Pourquoi avons-nous autant de vêtements ? D’où viennent-ils ? Que se passe-t-il lorsque nous nous en débarrassons ? Y a-t-il une autre solution ? Intitulée Bouées, l’installation de Noelle Hamlyn nous invite à réfléchir à ces questions et à unir notre voix au chœur de celles et ceux qui exhortent l’Occident à repenser son rapport avec la mode.
L’industrie mondiale de la mode vaut plus de 1,5 milliard de dollars, soit l’équivalent du produit intérieur brut de l’Australie. Une industrie de cette envergure a immanquablement un impact considérable sur le mieux-être et la durabilité, et sur le bien-être de sa main-d’œuvre. Partout dans le monde, les travailleuses et travailleurs du textile, pour la plupart en Asie, sont systématiquement sous-payés, exploités et exposés à des conditions dangereuses, notamment les emplois peu rémunérés qui sont surtout occupés par des femmes.
Les matières textiles se déclinent sous plusieurs formes : végétales (comme le coton), synthétiques dérivées du pétrole (comme le polyester) et animales (comme la laine). Leur fabrication et leur teinture sont un processus à forte intensité matière et à fort besoin en eau qui produit chaque année environ 4 % des émissions mondiales. L’industrie de la mode est aquavore : elle utilise chaque année quelque 93 milliards de mètres cubes d'eau pour fabriquer des textiles. Les recherches menées démontrent que la consommation et la pollution de l'eau à toutes les étapes de la production ne se limitent pas à l’industrie de la mode.

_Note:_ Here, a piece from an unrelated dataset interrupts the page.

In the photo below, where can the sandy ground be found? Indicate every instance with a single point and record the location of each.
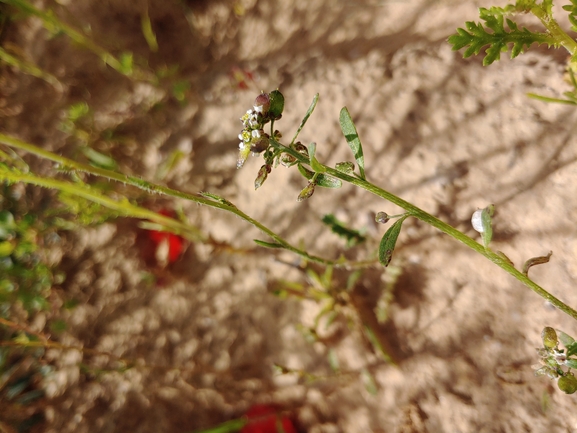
(446, 134)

Se débarrasser d’un vêtement pose un problème de pollution et d’exploitation presque aussi grand que sa fabrication. C’est bien connu. « Nous avons les connaissances nécessaires, affirme madame Palmer. Reste la lourde tâche de nous défaire de nos habitudes. »

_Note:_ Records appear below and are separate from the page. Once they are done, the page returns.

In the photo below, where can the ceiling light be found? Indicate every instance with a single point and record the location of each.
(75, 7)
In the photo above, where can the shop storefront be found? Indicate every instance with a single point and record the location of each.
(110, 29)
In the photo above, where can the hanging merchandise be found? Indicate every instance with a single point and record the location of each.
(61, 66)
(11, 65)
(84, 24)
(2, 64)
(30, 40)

L’avenir s’annonce cependant optimiste. Changer la manière d’opérer de l’industrie s’impose comme « une nécessité absolue ». Des constitutions juridiques comme l’Union européenne adoptent des stratégies et règlements visant l’industrie de l’habillement. Conserver la part du marché signifie adopter des pratiques plus écoresponsables et alignées sur les principes d’une économie circulaire, où les matières produites sont recyclées à l’infini.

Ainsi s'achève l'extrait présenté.